My parents raised me without any concentrated religious instruction (my mother alienated my father from the house, so he wasn't around to offer much instruction about theology or any "meta" questions, and my mother gave me conflicting pictures on the larger questions to suit her mood at the moment, so I had to resolve the tension of that somehow, by doing some serious digging into things - I have De Duve, Matt Ridley, Badiou, Plato, Yi-Fu Tuan, Hans Jonas, Mary Midgley, Zizioulas, Dawkins, Herder, Gadamer, Plotinus, Lyotard, Solovyov and the Philokalia on my shelf next to me, in queue), so as much as I'd like to, I can't really empathize with your unified upbringing and the sense of alienation and loss you seem to feel at "letting go" of whatever it was your parents told you was true. Further, I might suggest that your feelings, which are specific to the events of your own history and development, have been projected (in your narrative of "goodby") onto society as a whole, so that this large, dramatic, societal "letting go" of "the gods" is really an overflow of sentiments which is normal for the development process.

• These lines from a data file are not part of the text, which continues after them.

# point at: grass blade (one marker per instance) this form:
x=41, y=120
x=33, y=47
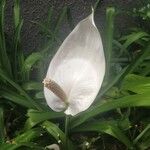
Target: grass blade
x=36, y=117
x=22, y=92
x=3, y=53
x=2, y=126
x=138, y=100
x=107, y=127
x=110, y=15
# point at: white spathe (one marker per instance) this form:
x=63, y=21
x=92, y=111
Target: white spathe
x=78, y=68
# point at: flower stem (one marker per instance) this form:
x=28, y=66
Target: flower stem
x=66, y=130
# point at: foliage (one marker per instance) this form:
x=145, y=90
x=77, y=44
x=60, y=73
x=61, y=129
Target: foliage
x=117, y=120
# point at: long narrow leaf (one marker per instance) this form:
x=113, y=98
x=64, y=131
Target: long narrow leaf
x=137, y=100
x=108, y=128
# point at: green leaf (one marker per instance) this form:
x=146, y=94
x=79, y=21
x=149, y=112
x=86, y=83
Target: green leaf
x=138, y=100
x=16, y=98
x=108, y=127
x=16, y=13
x=39, y=95
x=141, y=134
x=133, y=37
x=2, y=126
x=61, y=17
x=36, y=117
x=57, y=133
x=136, y=62
x=5, y=63
x=23, y=139
x=30, y=61
x=110, y=15
x=29, y=86
x=17, y=87
x=137, y=84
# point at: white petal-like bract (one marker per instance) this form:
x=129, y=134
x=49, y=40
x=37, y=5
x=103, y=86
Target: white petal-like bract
x=78, y=68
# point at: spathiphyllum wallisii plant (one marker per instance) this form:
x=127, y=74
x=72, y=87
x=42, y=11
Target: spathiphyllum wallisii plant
x=76, y=72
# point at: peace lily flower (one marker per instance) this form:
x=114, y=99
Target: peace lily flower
x=76, y=72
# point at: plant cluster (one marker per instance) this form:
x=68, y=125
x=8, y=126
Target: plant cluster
x=119, y=118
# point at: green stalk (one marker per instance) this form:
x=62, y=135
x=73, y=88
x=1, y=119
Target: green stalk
x=110, y=15
x=141, y=134
x=66, y=131
x=2, y=128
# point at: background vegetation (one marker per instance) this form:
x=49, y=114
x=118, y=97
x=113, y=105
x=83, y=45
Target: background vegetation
x=119, y=118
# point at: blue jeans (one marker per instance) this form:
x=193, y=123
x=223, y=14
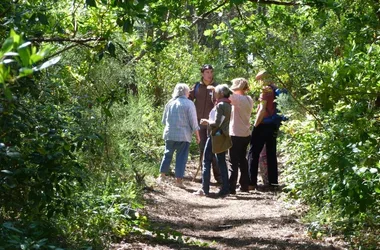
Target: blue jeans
x=264, y=134
x=221, y=161
x=182, y=148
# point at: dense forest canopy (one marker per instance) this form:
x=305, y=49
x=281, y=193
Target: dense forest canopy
x=82, y=89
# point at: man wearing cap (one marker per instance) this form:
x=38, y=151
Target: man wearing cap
x=204, y=102
x=264, y=133
x=240, y=130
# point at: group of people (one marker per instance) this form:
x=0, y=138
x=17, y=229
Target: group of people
x=219, y=116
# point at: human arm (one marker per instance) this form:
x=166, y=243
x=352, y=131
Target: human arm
x=197, y=137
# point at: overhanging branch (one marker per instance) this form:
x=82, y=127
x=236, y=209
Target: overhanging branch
x=64, y=39
x=166, y=38
x=274, y=2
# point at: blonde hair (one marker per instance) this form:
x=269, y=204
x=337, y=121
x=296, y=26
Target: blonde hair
x=261, y=75
x=223, y=90
x=239, y=84
x=181, y=89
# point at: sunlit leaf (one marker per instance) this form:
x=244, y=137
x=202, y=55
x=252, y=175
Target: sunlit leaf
x=91, y=3
x=49, y=63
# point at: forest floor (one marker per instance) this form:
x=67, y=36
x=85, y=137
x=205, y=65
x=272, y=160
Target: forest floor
x=260, y=219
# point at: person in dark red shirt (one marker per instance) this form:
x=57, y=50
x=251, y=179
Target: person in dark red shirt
x=204, y=101
x=264, y=133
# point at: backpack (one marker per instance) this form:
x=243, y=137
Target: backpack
x=276, y=118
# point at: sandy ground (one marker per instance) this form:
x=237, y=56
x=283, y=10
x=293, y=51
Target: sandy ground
x=256, y=220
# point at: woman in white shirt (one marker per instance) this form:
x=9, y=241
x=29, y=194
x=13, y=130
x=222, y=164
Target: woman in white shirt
x=240, y=132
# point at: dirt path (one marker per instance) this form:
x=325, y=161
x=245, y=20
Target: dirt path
x=255, y=220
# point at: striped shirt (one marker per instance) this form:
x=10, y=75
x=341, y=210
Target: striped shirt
x=242, y=106
x=180, y=119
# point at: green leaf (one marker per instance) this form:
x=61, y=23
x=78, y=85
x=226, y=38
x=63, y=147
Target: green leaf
x=43, y=19
x=128, y=26
x=6, y=171
x=111, y=48
x=8, y=95
x=16, y=38
x=24, y=53
x=7, y=45
x=91, y=3
x=25, y=71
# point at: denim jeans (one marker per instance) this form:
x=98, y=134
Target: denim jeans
x=207, y=160
x=264, y=134
x=182, y=149
x=238, y=159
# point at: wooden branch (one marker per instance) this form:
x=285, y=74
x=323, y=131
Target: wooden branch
x=65, y=39
x=274, y=2
x=166, y=38
x=290, y=93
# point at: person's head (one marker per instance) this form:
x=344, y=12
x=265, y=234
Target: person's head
x=263, y=77
x=181, y=89
x=222, y=91
x=239, y=85
x=207, y=72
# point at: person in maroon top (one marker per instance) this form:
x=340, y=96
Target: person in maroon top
x=264, y=134
x=204, y=101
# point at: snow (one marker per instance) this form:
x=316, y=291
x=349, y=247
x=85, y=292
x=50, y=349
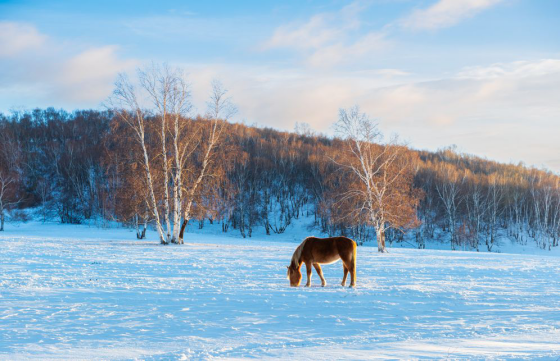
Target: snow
x=78, y=292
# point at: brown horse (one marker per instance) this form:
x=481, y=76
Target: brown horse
x=315, y=251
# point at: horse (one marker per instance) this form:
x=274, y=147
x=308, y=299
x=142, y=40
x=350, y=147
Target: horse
x=316, y=251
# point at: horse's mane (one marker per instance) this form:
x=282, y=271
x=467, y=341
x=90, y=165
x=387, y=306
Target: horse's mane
x=297, y=254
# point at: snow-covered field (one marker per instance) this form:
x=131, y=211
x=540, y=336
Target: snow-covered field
x=71, y=292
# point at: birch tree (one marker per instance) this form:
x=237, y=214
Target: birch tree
x=176, y=153
x=382, y=193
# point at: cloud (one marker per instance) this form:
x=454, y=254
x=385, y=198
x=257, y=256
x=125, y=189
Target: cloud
x=90, y=75
x=329, y=39
x=41, y=69
x=16, y=38
x=445, y=13
x=505, y=111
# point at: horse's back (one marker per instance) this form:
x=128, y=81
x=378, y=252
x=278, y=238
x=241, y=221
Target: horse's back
x=330, y=250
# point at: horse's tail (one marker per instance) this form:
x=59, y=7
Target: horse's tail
x=354, y=254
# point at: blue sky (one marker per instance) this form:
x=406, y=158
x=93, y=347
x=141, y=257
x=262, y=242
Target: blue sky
x=481, y=74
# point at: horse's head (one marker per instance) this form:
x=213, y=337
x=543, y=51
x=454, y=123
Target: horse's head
x=294, y=276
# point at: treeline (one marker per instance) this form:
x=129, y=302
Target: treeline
x=84, y=165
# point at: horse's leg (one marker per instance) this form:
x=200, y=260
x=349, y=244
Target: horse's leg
x=353, y=273
x=309, y=270
x=345, y=275
x=320, y=272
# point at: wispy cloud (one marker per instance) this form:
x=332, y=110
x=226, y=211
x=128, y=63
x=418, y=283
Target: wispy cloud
x=329, y=39
x=16, y=38
x=445, y=13
x=39, y=65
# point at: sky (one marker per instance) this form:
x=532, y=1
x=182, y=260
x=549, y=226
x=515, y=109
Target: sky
x=483, y=75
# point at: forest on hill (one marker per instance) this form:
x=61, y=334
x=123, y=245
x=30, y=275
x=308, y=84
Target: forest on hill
x=157, y=165
x=78, y=166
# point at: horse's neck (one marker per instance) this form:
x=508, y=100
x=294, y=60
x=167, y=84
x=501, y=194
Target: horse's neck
x=296, y=262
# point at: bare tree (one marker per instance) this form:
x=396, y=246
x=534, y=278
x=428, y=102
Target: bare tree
x=220, y=109
x=448, y=189
x=382, y=194
x=178, y=162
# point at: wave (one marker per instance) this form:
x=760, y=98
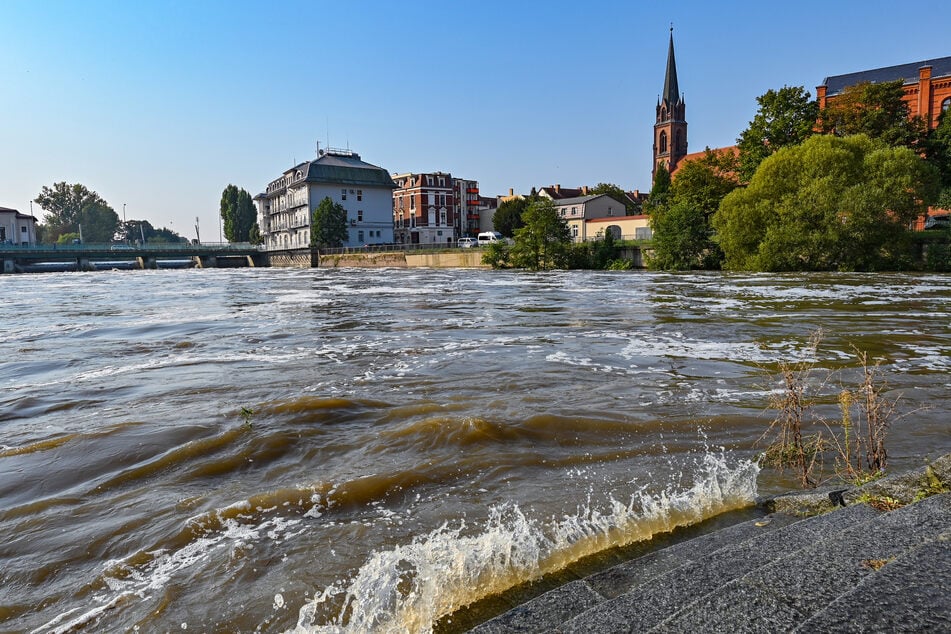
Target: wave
x=410, y=588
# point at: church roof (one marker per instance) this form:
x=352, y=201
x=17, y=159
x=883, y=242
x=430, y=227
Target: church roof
x=940, y=67
x=671, y=89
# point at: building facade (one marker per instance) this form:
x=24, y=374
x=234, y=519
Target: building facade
x=17, y=228
x=434, y=208
x=285, y=209
x=927, y=86
x=577, y=211
x=670, y=127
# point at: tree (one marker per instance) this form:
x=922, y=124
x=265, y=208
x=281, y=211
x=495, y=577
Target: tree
x=682, y=238
x=938, y=153
x=785, y=117
x=329, y=225
x=830, y=203
x=63, y=204
x=99, y=222
x=617, y=194
x=237, y=211
x=508, y=217
x=682, y=233
x=875, y=110
x=543, y=242
x=661, y=188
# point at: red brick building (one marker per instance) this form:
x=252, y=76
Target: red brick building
x=670, y=128
x=927, y=86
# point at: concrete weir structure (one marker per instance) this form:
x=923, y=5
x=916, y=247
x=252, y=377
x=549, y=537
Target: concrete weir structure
x=89, y=257
x=875, y=558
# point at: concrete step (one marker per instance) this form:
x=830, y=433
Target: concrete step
x=909, y=594
x=548, y=611
x=783, y=594
x=649, y=604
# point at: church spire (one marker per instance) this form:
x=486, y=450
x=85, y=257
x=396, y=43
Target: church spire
x=671, y=89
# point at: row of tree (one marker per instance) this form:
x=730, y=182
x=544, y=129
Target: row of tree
x=835, y=189
x=74, y=211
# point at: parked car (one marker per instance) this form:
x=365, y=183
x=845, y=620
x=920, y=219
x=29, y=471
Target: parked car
x=938, y=222
x=488, y=237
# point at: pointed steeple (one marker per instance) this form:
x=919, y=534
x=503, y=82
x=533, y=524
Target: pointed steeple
x=671, y=89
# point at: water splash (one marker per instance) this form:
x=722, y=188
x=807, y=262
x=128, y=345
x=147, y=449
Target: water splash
x=410, y=587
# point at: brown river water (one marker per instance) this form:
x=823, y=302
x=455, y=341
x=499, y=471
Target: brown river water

Most parents get upset at their children when they disobey at a very young age, because the parents interpret the behavior of their children as though their children were adults. The children do not have the presumed adult intentions behind their actions, though - the children are merely exploring limits as part of their developmental process, just as it often takes the form of teenage rebellion later on - like a goat scraping its head against others when their horns are coming in. They're doing it because something is growing and needs to come out. It's important that you not confuse the process of differentiation from your parents, necessary for building a healthy identity, with coming finally into some awareness that is superior to theirs (which may be true), or finally into truth itself (highly unlikely). Your parents path was probably different from yours, and the feeling of freedom you feel when you experiment with perspectives is a good thing, but it doesn't mean you've exhausted all possible perspectives, and it doesn't mean that your new perspective is the best. We need lots and lots of perspectives in our repertoire, because, while truth is one, it is a many-sided and many-splendored thing that resists simplistic dramas (one reason I am neither a Franko-Papist/"Roman Catholic" or a Protestant, for both want to eliminate multiple perspectives, one under the mouth of the Roman Pope, whose singular voice and interpretive perspective brokers no dissent, for he has authority to interpret the many voices of the past, which supposedly come into unity through him, and not through a common Conciliar Spirit of Love; one under the mirage of an "infallible" bible, which turns out in the end to be merely the infallibility of whoever or whatever group is doing the interpreting).

Further, this melodramatic relationship (which has no content other than a flatly-stated connection) between "freedom" and "letting go of the gods" sounds a bit simplistic and suspicious to me. If you're interested in truth, I would suggest that you try to re-write this in the form of several distinct positive propositions to avoid jargon and rhetoric, such propositions as: "freedom consists of X," "religion consists of X," and "gods are detrimental to freedom because of X." You'll see, just from this outline here, that the path to truth is longer than easy answers.